Elle avait préparé un plateau avec une paire de ciseaux, un nouveau bandage au cas où ainsi qu’un peu de désinfectant. L’infirmière avait frappée, totalement inconsciente de la venue de la sœur de l’homme alité puis, elle était rentrée et lui avait retiré son pansement avant de se reculer pour le laisser cligner plusieurs fois des yeux pour faire le point. Une fois qu’il lui signifia que non, elle parût soulagée et hocha la tête, contente. Mais, lorsque Markus la questionna sur les provenances des bleus sur son poignet, elle eut comme réflexe parfaitement idiot, de cacher les bleus à l’aide de sa blouse blanche, haussant les épaules avec une fausse désinvolture. « Non. Ce n’est rien, je suis juste quelqu’un de très maladroit. » Après une petite moue désolée, elle rangea le plateau et le posa sur la commode avant de se réinstaller sur le siège en face de Markus. « Est-ce que je peux faire quelque chose pour vous ? » La demoiselle eut un profond soupire, secouant la tête pour chasser l’image des cadavres allongés sur la table d’opération, ensanglantés et couverts d’e plaies.

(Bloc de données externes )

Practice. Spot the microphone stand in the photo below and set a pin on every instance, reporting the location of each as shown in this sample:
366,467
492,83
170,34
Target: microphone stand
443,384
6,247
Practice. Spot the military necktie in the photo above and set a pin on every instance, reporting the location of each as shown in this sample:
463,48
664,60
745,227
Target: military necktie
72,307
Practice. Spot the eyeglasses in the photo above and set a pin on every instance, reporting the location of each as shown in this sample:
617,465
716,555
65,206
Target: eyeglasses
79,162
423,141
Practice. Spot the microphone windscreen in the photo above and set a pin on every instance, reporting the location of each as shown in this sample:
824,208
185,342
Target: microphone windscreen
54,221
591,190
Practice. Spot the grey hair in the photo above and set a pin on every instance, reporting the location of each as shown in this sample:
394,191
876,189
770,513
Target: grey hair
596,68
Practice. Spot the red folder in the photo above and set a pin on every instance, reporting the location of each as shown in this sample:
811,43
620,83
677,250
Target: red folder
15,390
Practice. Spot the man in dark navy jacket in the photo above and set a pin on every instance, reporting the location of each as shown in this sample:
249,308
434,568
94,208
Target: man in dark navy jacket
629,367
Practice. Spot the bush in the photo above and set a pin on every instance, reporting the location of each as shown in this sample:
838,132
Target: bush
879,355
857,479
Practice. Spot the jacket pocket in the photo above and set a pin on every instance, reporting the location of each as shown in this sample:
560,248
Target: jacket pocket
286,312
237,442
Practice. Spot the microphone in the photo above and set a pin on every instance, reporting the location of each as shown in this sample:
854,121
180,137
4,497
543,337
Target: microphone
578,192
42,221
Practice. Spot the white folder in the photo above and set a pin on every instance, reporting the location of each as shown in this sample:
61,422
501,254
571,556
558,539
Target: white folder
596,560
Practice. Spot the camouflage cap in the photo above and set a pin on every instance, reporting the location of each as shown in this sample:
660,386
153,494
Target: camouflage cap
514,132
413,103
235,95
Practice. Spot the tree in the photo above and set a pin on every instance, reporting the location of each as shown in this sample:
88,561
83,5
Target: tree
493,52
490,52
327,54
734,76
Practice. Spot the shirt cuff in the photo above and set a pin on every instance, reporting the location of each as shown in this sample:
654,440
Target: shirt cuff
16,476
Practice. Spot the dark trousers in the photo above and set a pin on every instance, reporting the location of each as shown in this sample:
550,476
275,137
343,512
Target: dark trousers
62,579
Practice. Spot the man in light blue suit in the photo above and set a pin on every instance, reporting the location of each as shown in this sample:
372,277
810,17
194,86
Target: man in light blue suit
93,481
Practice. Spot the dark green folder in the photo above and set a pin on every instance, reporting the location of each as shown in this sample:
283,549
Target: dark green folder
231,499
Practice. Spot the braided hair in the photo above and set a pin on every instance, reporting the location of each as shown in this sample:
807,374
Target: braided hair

Elle eut un léger sourire avant de hausser les épaules et de se frotter le visage avec ses mains. « Les corps sont prêts. Je les ai nettoyés et préparés pour être montrés aux familles. » Cette image, elle refusait de sortir de sa tête. Elle allait en rêver pendant des nuits entières avant que ça ne se calme et qu’elle réussisse à occulter ce moment de son esprit. Elle eut un profond soupire avant de se lever finalement et de s’approcher de la porte. « Il y a des personnes qui cherchent à vous voir. Pour le moment, je les tiens à l’écart de votre chambre mais, ils risquent de revenir à la charge rapidement. Vous voulez que je les appelle ? » Elle avait même envoyé balader le conseil en leur disant expressément qu’ils n’étaient pas médecins et qu’entre les deux, c’était elle la plus compétente. Et, étrangement, ils avaient acceptés sans sourciller mais, Esme s’attendait à des représailles plus ou moins importantes.

« Je crois, personnellement, que vous ne devriez pas trop vous blâmer pour ça. Vous avez eu votre punition. Je vais m’occuper de prévenir les familles quand vous vous serez rendormis. » Parce que mademoiselle comptait bien le garder jusqu’au lendemain matin. Minimum. Mais, elle doutait fortement de réussir à le retenir plus longtemps. La demoiselle eut un doux sourire pour son patient avant de s’adosser à la porte pour le regarder, une question s’échappant de ses lèvres fines et roses. « Qu’allez-vous faire maintenant ? Qu’est-ce qui va se passer ? Et si… Si les autres ne survivent pas… ? » La jeune femme plissa les yeux avant de soupirer et de retenir un vertige. Elle avait oublié de manger aujourd’hui, c’était con quand même.